I am going to stop here. There is certainly a lot more to say about the idea of making NERC CIP a set of non-prescriptive requirements. I intend to revisit this topic a lot in future posts, as well as in a book that I and two other people are starting to write on this subject. My point in this post has been that the revised requirement for mitigating the risks of LERC shows that “non-prescriptive CIP” doesn’t have to be implemented as a big bang. It can be implemented one requirement at a time – and indeed, this is happening already! I predict this will happen naturally, since this and future SDTs will be almost inevitably driven to use a non-prescriptive approach to revise existing requirements and implement new ones. In fact, I hope to have a post out soon making the point that a non-prescriptive approach is the only one that could possibly work for possible future requirements for supply chain security.

The views and opinions expressed here are my own and don’t necessarily represent the views or opinions of Deloitte Advisory.

[i] I wish I could point you to a blog post that discussed this, but for the first couple years of writing about CIP, I simply wrote some white papers that were distributed through a Honeywell (actually Matrikon) web site. They are no longer available there, so if you are interested in seeing these, please email me at talrich@deloitte.com.

[ii] None of this was finalized, but the remaining work can be done by smaller groups working together online, with final approval by the full SDT. It will be finished this week, though.

[iii] Although I am not sure whether the term LEAP will be retained in CIP v7.

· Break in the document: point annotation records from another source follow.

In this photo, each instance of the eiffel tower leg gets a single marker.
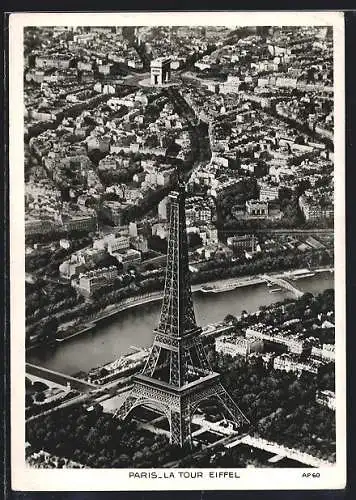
(180, 427)
(231, 406)
(152, 361)
(126, 407)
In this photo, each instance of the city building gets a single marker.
(268, 192)
(326, 398)
(113, 212)
(160, 70)
(129, 257)
(244, 242)
(314, 210)
(85, 222)
(93, 280)
(292, 363)
(238, 346)
(257, 208)
(119, 244)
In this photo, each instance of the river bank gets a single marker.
(218, 286)
(115, 333)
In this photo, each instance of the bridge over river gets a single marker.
(59, 378)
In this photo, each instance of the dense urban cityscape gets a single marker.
(179, 229)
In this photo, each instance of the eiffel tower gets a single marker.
(177, 375)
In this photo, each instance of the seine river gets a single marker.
(133, 327)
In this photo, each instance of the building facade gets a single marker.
(160, 71)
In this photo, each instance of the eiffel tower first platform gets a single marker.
(177, 376)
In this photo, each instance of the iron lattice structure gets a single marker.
(177, 376)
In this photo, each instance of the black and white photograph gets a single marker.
(177, 241)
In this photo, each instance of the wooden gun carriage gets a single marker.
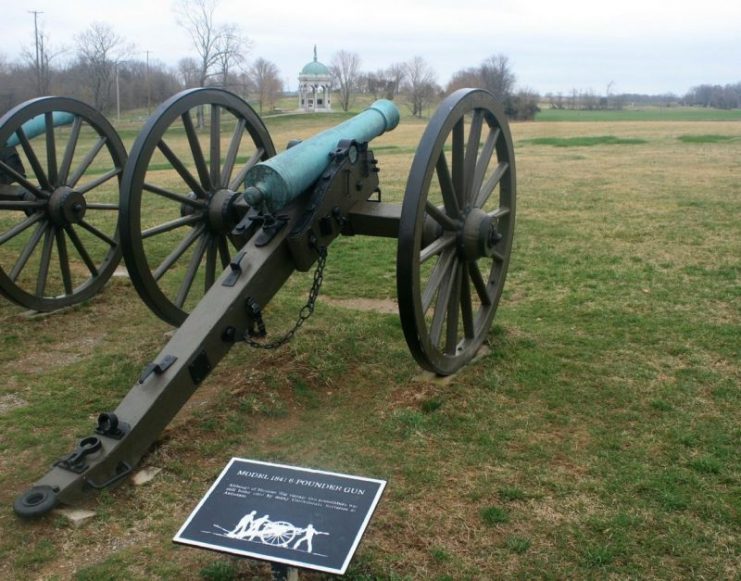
(209, 243)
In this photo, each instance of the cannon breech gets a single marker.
(454, 228)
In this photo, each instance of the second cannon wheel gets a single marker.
(178, 196)
(60, 166)
(456, 229)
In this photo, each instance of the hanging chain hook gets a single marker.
(304, 313)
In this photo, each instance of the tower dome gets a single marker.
(315, 86)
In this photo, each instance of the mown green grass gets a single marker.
(679, 114)
(583, 141)
(597, 438)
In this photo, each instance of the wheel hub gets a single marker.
(479, 235)
(221, 218)
(67, 206)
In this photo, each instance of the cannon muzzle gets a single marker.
(279, 180)
(36, 126)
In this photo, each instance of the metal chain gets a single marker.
(304, 313)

[iv] As I discussed in this post before the SDT meeting, I came to the conclusion last year that there is no single word, phrase, or sentence that encompasses every method that could be said to “break” LERC. I suggested that what would work best in the new definition would be providing some specific use cases (for example, requiring re-authentication before access to the end device is granted) and simply stating that LERC would be broken in these cases. This is more or less what happened, although the “use cases” were only provided in the Guidance and Technical Basis, as will be described below.

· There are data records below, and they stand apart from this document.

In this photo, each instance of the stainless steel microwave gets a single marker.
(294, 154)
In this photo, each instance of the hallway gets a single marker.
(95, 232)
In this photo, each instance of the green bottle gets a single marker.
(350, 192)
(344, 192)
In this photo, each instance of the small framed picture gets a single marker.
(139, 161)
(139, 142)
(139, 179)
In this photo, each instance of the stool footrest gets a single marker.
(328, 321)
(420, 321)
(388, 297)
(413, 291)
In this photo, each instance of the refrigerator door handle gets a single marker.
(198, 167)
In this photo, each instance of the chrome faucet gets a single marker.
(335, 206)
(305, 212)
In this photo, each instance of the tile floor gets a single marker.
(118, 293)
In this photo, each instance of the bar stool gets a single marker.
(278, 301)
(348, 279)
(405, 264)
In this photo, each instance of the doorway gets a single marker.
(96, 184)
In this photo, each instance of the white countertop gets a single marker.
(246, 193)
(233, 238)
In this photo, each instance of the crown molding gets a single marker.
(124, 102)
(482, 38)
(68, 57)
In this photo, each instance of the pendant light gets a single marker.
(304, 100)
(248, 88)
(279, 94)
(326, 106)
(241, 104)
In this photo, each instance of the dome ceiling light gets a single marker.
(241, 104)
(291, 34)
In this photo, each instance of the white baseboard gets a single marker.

[v] Not to be confused with an Intermediate System for Medium and High impact CIP environments, of course. The way I’m using the term here, it doesn’t mean anything more than a device that is found within the communications stream starting from outside the Low impact asset and terminating at a BES Cyber System inside the asset.

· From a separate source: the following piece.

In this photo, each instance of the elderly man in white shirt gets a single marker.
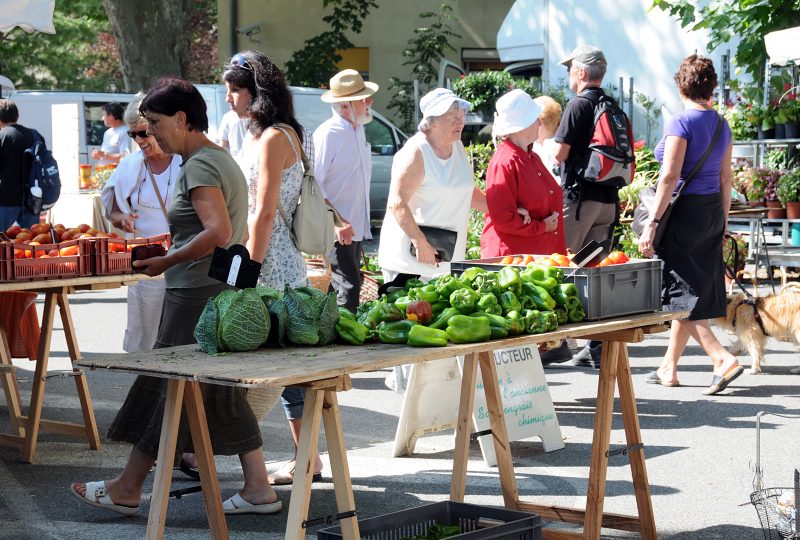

[vi] And remember, I’m not speaking of a specific point in time here. I’m talking about the “point” in the chain of logic that led to the realization that a non-prescriptive requirement was needed.

[vii] The formats of these two requirements differ from each other. CIP-007-6 R3 includes three non-prescriptive requirement parts, each of which addresses a different part of the risk posed by malicious code. To understand your options for complying with any one of these, you need to go to the Guidance for suggestions. This is similar to the approach that I believe will be the basis for the revised requirement for mitigating the risks posed by LERC.

CIP-010-2 R4 requires the entity to develop a “plan” for “Transient Cyber Assets and Removable Media” (presumably, for mitigating the risk thereof. However, the requirement is silent about that, which strikes me as a big oversight). The plan has to include each of the applicable sections of Attachment 1. Each of these sections discusses a particular area that needs to be addressed, such as “Transient Cyber Asset Authorization”, and provides some high level suggestions as to how this can be done, without going into any prescriptive details like removing access authorization immediately when an employee is terminated. The Guidance provides more detailed suggestions on how to address each of these areas, but they are of course only suggestions.